|
|
 |
Data
Transformation
Based on our experience, data poses one
of the most significant obstacles to the success of a technology
project. The importance of data activities such as mapping, extraction,
transformation, and loading is often grossly underestimated. We
recommend the following:
-
Gather Requirements: It is essential to identify
all data elements as well as their interrelationships early
in the project lifecycle.
-
Map Data Elements: In our opinion, the importance
of data mapping cannot be overstressed. An accurate and thorough
data mapping document provides a foundation for all downstream
data activities. Also, the mapping document becomes an invaluable
project artifact for GUI development, interface development,
reporting development, and testing.
-
Identify Data Sources: Data sources often
impose constraints on resources and timelines as other organizations
are brought into the sphere of the project. Identifying these
data sources early in the process provides greater lead-time
for extracting, transforming, and loading the data.
-
Extract Data: Data extraction involves designing
data formats, determining transport protocols, identifying
staging areas, and creating record validation routines.
-
Transform Data: Transformation can often
be the most complex data activity. While we feel this complexity
can be lessened by an accurate data mapping document, we agree
that this activity presents unique challenges. Transformation
involves the following: de-duplication, formatting, cleansing,
truncating, data type alteration, etc. These activities are
frequently accomplished through a combination of programmatic
solutions and manual efforts.
-
Load Data: Data loading involves creating
data validation routines, designing exception reports, identifying
staging areas, and tuning load performance characteristics.
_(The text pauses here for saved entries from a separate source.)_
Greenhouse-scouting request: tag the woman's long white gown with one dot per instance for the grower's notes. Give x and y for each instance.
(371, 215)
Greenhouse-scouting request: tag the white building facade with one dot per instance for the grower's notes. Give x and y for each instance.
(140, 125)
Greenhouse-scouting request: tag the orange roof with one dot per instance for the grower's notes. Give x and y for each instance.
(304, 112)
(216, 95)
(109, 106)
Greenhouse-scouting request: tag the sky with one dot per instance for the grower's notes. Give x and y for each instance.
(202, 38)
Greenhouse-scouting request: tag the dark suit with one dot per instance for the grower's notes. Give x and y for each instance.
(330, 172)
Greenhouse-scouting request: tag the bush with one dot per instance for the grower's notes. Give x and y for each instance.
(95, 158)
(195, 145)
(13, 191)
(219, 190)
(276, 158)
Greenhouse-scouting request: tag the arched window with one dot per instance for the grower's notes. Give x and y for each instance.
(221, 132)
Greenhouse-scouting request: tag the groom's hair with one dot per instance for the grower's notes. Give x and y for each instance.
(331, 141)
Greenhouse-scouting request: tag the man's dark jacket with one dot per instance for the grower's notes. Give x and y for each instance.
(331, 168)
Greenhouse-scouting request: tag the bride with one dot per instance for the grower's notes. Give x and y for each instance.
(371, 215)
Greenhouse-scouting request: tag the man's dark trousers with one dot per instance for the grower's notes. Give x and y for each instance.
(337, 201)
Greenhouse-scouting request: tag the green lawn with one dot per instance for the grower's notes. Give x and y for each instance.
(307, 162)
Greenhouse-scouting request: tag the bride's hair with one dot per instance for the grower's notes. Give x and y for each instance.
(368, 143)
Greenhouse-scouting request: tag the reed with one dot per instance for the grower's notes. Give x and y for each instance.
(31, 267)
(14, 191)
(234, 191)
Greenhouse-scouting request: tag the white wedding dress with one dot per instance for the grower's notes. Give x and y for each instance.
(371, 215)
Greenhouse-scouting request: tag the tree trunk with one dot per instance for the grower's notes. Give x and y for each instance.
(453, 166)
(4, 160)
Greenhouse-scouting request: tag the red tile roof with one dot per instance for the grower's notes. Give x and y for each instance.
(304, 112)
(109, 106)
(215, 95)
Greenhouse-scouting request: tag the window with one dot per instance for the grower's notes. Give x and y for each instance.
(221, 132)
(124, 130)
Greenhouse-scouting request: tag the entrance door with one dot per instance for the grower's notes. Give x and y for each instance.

Performance tuning is primarily the focus in this data activity.
Below are a breakdown of the above activities and their relative
level of effort.
| Activity |
Level of Effort |
| 1. Requirements Gathering |
15% of the overall data effort |
| 2. Data Mapping |
30% of the overall data effort |
| 3. Data Sources |
10% of the overall data effort |
| 4. Extraction |
10% of the overall data effort |
| 5. Transformation |
25% of the overall data effort |
| 6. Loading |
10% of the overall data effort |
In
summary, we feel that an understanding of the importance and
complexity of data activities early in the project lifecycle
pays huge dividends in the success and eventual acceptance of
the application.
|
 |